Function Guide

This guide explains two helper functions used in this project:

  1. normalize_gmst()
  2. produce_metrics()

These functions are written in our R project and therefore donot need to be installed from an R package. Instead, to use them, you must source the .R file that contains the functions.

For example, you must run a line of code like:

source("scripts/source/helper_functions.R")

After sourcing the file, the functions are available in your R session.

Use this document to reference functions that we have written for our analysis.

normalize_gmst()

Purpose

normalize_gmst() normalizes global mean surface temperature anomaly data (gmst) to a selected reference period.

In climate model analysis, we often want to compare temperature change relative to a baseline period. This function subtracts the average gmst value during the reference period from all gmst values in the same model run.

By default, the reference period is 1850–1900.

Function

normalize_gmst(data, ref_start = 1850, ref_end = 1900)

Arguments

Argument Description
data A data frame containing model output. Must include the columns run_number, variable, year, and value.
ref_start The first year of the reference period. The default is 1850.
ref_end The last year of the reference period. The default is 1900.

What the function does

The function will:

  1. Splits the data by run_number.
  2. Finds the rows where variable == “gmst”.
  3. Calculates the mean gmst value during the reference period.
  4. Subtracts that reference-period mean from all gmst values in the same run.
  5. Leaves all non-gmst variables unchanged.
  6. Combines the results back into one data frame.

Example use

This example assumes our model result is named model_output and is present available in the R session (present in the global evironment – upper right panel).
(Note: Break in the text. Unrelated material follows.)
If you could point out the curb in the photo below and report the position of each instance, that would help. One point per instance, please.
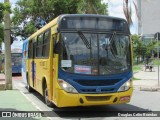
(151, 89)
(2, 84)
normalized_data <- normalize_gmst(
  data = model_output,
  ref_start = 1850,
  ref_end = 1900)

Because the default reference period is 1850–1900, you can also write:

normalized_data <- normalize_gmst(model_output)

Output

The function returns a data frame with the same general structure as the input data. The gmst values are normalized to the selected reference period. All other variables are returned unchanged.


produce_metrics()

Purpose

produce_metrics() calculates a summary metric for a selected model output variable over a selected range of years.

For example, it calculates the mean, median, minimum, or maximum value of a variable from 2081–2100 (but can be any year range) for each model run.

By default, the function calculates late-century mean values from 2081–2100.

Function

produce_metrics(data, var, years = 2081:2100, FUN = mean)

Arguments

Argument Description
data A model result data frame.
var The variable to calculate a metric for. This variable must be present in the model result.
years The years used to calculate the summary metric. The default is 2081:2100.
FUN The function used to calculate the metric, such as mean, median, max, or min. The default is mean.

What the function does

The function will:

  1. Create a new metric using the selected variable, years, and summary function.
  2. Calculates that metric for each model run.
  3. Adds a variable column showing which variable was summarized.
  4. Renames the metric result column to value.
  5. Returns a summary data frame.

Example use

This example assumes our model result is named model_output and is present available in the R session (present in the global evironment – upper right panel).

Calculate the mean gmst value from 2081–2100:

gmst_metrics <- produce_metrics(
  data = model_output,
  var = "gmst",
  years = 2081:2100,
  FUN = mean)

Or, calculate the median gmst value from 2081–2100:

gmst_median_metrics <- produce_metrics(
  data = model_output,
  var = "gmst",
  years = 2081:2100,
  FUN = median)

Or, calculate the mean value for a different variable:

npp_metrics <- produce_metrics(
  data = model_output,
  var = "npp",
  years = 2081:2100,
  FUN = mean)

Output

The function returns a summary data frame with one metric value for each model run. The output includes the summarized variable name and the metric value.